For those too young to remember the reign of terror that Escobar and his Medellin drug ring wreaked on Colombia, not to mention the countless whose lives were destroyed by cocaine, this smart and solid film blends history with a deeply moving, ongoing personal story.
It's told through the eyes of Escobar's son, an architect in Buenos Aires who changed his name to Marroquin to escape the dangers and degradations of using his birth name. Marroquin, now middle-aged, is an introspective and highly intelligent man who has struggled to reconcile the different images of his criminal father: He remembers him as a doting dad but is deeply guilt-ridden by the reality that his father was a rampaging, murderous criminal. Escobar was so ruthless and crazed that at one time he held Colombia captive with merciless assassinations of public officials.

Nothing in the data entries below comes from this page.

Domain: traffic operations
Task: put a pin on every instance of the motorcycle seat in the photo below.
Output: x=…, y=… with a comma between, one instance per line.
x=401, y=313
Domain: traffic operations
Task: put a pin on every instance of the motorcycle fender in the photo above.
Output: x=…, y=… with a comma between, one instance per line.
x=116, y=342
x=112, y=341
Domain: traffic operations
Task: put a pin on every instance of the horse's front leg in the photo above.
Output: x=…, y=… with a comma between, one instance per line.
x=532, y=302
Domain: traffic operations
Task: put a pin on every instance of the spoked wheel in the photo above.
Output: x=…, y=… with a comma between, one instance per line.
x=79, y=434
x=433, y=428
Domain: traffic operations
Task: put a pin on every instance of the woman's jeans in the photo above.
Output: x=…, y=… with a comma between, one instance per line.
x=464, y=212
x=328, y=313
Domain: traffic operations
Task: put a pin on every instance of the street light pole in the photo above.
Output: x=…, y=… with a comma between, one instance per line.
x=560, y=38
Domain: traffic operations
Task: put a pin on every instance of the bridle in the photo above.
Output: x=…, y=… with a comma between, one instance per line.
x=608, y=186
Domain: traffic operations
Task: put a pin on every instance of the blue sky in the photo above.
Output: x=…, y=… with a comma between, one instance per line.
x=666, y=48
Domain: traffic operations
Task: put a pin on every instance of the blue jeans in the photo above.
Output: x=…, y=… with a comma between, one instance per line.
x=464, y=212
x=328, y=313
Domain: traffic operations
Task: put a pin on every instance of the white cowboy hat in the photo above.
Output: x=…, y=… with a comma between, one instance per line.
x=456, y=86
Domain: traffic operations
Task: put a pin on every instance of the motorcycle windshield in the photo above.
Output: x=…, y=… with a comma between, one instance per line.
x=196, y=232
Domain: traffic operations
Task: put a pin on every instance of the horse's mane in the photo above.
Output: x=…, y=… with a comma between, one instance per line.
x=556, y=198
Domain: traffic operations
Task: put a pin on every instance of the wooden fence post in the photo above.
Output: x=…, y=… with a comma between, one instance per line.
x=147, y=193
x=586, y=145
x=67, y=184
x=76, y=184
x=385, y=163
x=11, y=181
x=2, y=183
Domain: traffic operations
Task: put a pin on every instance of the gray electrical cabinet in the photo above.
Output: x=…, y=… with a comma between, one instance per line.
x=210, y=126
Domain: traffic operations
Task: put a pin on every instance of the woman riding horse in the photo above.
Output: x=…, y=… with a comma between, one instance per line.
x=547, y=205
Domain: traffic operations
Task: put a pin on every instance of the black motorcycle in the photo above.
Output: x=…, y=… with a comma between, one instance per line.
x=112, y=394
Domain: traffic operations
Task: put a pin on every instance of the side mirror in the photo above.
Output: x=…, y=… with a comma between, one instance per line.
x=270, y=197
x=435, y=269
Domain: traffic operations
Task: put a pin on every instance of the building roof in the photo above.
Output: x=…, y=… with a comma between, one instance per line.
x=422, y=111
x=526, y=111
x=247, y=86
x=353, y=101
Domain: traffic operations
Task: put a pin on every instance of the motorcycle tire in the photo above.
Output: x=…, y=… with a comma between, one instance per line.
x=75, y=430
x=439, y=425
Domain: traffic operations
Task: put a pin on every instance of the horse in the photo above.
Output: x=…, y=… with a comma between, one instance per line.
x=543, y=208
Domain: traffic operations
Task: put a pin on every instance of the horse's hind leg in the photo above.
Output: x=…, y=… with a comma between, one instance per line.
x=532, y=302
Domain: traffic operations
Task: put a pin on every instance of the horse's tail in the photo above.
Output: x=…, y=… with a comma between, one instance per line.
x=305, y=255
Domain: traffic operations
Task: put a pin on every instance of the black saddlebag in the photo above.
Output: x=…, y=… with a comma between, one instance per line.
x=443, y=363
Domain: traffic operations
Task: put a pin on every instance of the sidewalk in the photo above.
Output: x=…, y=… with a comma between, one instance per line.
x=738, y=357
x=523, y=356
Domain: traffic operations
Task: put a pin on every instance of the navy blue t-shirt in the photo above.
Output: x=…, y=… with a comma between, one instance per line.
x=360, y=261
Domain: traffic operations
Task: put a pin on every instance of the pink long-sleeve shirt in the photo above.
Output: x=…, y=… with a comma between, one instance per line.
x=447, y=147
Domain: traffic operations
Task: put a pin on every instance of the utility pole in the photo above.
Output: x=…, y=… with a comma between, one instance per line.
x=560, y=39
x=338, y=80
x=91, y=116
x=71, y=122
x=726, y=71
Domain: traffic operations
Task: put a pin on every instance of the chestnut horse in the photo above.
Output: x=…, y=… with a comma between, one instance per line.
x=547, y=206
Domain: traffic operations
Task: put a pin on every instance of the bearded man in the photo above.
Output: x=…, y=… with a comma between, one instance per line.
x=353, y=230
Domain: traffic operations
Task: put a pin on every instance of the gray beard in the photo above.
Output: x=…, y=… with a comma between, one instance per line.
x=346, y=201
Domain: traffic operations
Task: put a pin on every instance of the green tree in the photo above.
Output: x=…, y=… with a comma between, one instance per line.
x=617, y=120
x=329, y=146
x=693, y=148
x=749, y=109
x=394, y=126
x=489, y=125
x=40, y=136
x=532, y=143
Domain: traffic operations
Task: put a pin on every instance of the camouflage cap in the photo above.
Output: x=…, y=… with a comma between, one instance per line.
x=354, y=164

Entel has composed a masterwork, blending original news footage, home movies and Marroquin's candid revelations. Most remarkably, we see that while Marroquin realizes he always will live with his father's sins, he reaches out to the men whose own fathers were killed by Escobar. It's one of the film's most poignant moments when Marroquin and the sons of a Colombian presidential candidate whom Escobar had assassinated embrace one another, realizing they all are victims of the malicious drug trade.
Crisply paced and powerful, " Father" is a sobering and richly humane document.